New York (Nov. 3)
Mrs. Rita Hauser. United States representative on the UN Human Rights Commission, asserted yesterday that Americans were doing the right thing in speaking out against any injustices by the Soviet government against its Jewish citizens. Americans should continue to speak out, she said, because their criticisms are productive, and are a factor in the increased emigration of Jews from the Soviet Union.
Mrs. Hauser spoke at a session of the National Social Action Conference of the National Women’s League of the United Synagogue attended by 600 delegates from 17 states. She acknowledged that anti-Semitism and discrimination continue to exist in the United States, but drew a distinction between “the official anti-Semitism of the Soviet government and the personal variety which still abounds in some circles in our country.”
Having recently returned from a visit to Israel where she studied the absorption of recent Russian Jewish immigrants. Mrs. Hauser said that some of the emigres were finding difficulty in adjusting to Israeli society. “They are just not accustomed to anything but the Russian system,” she said, ” and coming from a totally different society find it difficult to fend for themselves. Consequently, some tend to blame the Israeli government for any difficulties they encounter. Most of them will eventually adjust; however, regrettably, some will probably never make the full adjustment.”

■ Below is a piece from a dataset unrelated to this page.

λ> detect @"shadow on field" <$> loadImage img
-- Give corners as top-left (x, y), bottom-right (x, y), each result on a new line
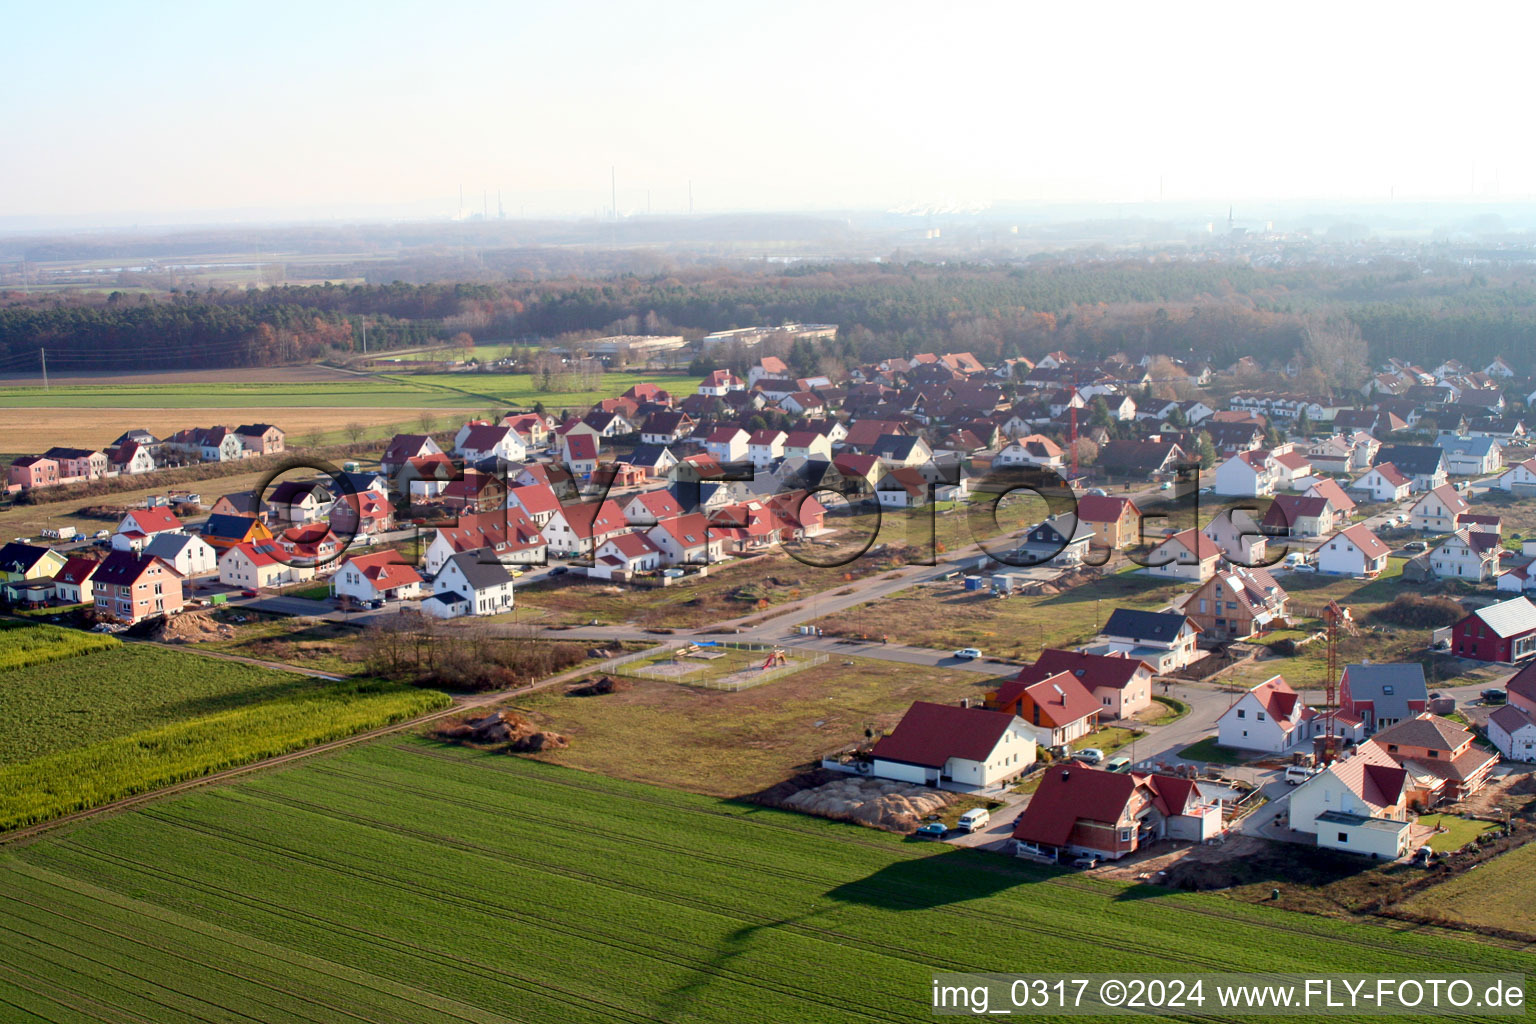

Discussing the recent voting in the UN on admitting the People’s Republic of China and expelling the Nationalist Chinese delegation, Mrs. Hauser said that once the “important question” resolution had failed (Israel had voted for that resolution) Israel–mindful of its own interests–had no recourse but to vote for the resolution giving the China seat to Peking and for the expulsion of Taiwan. She pointed out that in the past Israel did not have diplomatic relations with Taiwan, and that “Israel recognized that China would rapidly become a Mediterranean power.”